The “We Say You Do” Model Of Code Review Is Broken

With the upcoming review and rehash of the Code of Points for the 2017–2020 cycle one thing is becoming increasingly clear, the FIG and requisite technical committees should do as students are told to do and show their working. The Code has been a living and morphing document since it’s inception. This needn’t change, however the way in which we go about modifications has to become a more data driven process.
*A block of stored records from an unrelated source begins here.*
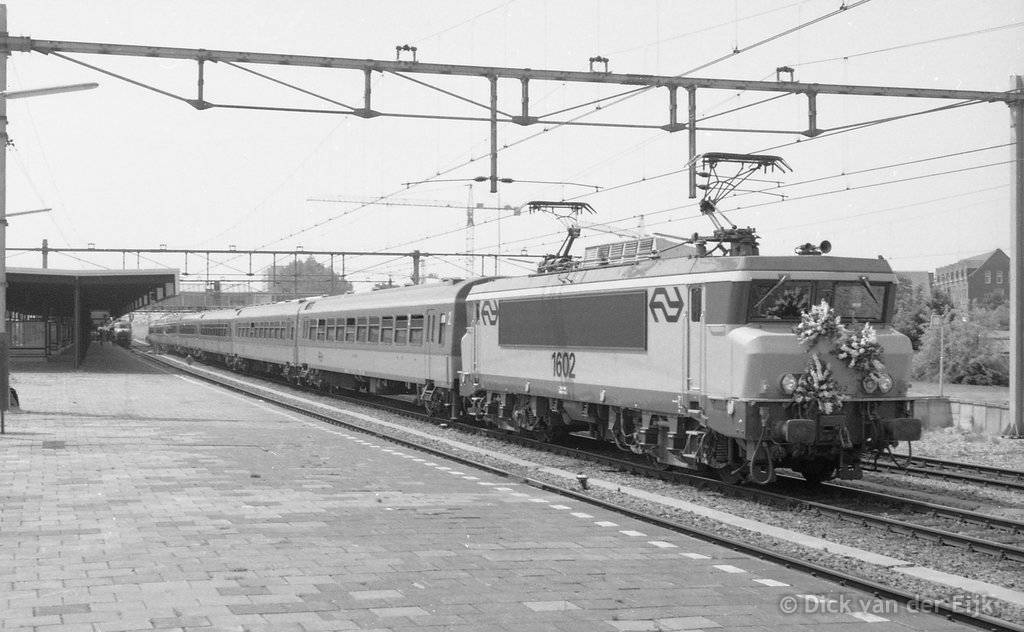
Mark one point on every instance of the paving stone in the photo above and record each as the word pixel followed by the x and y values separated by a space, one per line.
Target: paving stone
pixel 140 500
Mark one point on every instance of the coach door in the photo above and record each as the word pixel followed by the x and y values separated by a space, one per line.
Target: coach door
pixel 694 339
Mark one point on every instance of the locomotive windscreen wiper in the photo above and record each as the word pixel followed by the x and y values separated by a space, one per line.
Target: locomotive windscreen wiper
pixel 867 286
pixel 778 285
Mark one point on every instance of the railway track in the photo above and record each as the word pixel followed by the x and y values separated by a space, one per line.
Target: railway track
pixel 1001 550
pixel 951 470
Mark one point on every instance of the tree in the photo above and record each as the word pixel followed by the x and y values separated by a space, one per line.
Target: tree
pixel 309 278
pixel 913 310
pixel 971 356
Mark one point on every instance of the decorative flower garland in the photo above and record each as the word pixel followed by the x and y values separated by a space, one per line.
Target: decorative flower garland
pixel 816 385
pixel 858 349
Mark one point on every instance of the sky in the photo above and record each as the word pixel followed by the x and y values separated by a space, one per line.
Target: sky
pixel 123 167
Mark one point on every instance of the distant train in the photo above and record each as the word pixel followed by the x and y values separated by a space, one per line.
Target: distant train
pixel 657 347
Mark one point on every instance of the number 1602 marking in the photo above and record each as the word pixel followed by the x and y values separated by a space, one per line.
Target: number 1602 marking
pixel 563 364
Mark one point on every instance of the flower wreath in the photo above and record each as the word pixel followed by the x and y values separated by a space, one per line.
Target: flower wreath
pixel 858 349
pixel 818 386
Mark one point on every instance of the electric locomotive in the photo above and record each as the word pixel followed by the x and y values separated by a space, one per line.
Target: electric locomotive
pixel 737 364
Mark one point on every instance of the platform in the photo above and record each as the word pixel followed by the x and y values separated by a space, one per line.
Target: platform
pixel 135 499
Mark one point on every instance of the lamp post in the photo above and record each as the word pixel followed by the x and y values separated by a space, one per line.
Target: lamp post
pixel 4 95
pixel 940 322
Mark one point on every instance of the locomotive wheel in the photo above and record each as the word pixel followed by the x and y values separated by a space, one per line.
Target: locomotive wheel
pixel 550 434
pixel 656 464
pixel 730 473
pixel 817 471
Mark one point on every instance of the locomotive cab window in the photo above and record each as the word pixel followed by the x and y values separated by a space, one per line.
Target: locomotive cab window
pixel 779 300
pixel 856 300
pixel 785 300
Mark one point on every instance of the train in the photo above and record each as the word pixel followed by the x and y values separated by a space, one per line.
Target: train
pixel 724 361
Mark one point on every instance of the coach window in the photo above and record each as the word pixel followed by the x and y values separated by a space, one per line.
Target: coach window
pixel 416 329
pixel 400 330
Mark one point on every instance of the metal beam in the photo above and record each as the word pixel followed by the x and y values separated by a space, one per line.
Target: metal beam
pixel 194 251
pixel 26 44
pixel 1017 267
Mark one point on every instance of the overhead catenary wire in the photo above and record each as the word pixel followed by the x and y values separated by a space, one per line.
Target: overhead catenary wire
pixel 769 203
pixel 622 96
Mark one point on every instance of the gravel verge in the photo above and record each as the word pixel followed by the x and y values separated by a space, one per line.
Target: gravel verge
pixel 948 559
pixel 954 445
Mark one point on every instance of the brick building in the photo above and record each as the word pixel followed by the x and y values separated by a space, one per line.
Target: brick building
pixel 975 279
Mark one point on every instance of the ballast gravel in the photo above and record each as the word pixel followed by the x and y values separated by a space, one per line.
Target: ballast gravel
pixel 953 560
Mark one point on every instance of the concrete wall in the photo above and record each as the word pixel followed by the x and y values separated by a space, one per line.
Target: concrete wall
pixel 989 419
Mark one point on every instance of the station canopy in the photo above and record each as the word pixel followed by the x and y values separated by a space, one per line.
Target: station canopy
pixel 54 292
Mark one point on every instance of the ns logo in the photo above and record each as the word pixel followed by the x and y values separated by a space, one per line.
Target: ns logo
pixel 488 311
pixel 668 302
I have been attending athletes meetings at every World Championships since 2011 and I can say they it has been important and useful method to communicate ideas and feedback between the athletes and the FIG about many issues. The consultations last year concerning the new code changes, however, were underwhelming and it has taken me a long time to really unpack why that was. To be clear these are criticisms about the process of the Code review rather than criticisms of the final draft.

Show Me The Data

The biggest change proposed for the upcoming MAG code was the move from 10 to 8 counting skills. There were of course other changes put forward but for the purposes of this discussion I will focus on this issue. This was extensively discussed and the general consensus was that it would make gymnastics more forgiving on the body, it would possibly improve the overall quality of competitions (especially if gymnasts can discard that one problem skill) and raise the base level of gymnasts. There was one thing that really bugged me though and so I asked a question:

Is there any evidence for these claims?

The reaction was mostly shrugged shoulders. The FIG and the Men’s Technical Committee (MTC) have a responsibility to provide the best arguments for and against any Code modifications and on this occasion it didn’t feel like this was the case.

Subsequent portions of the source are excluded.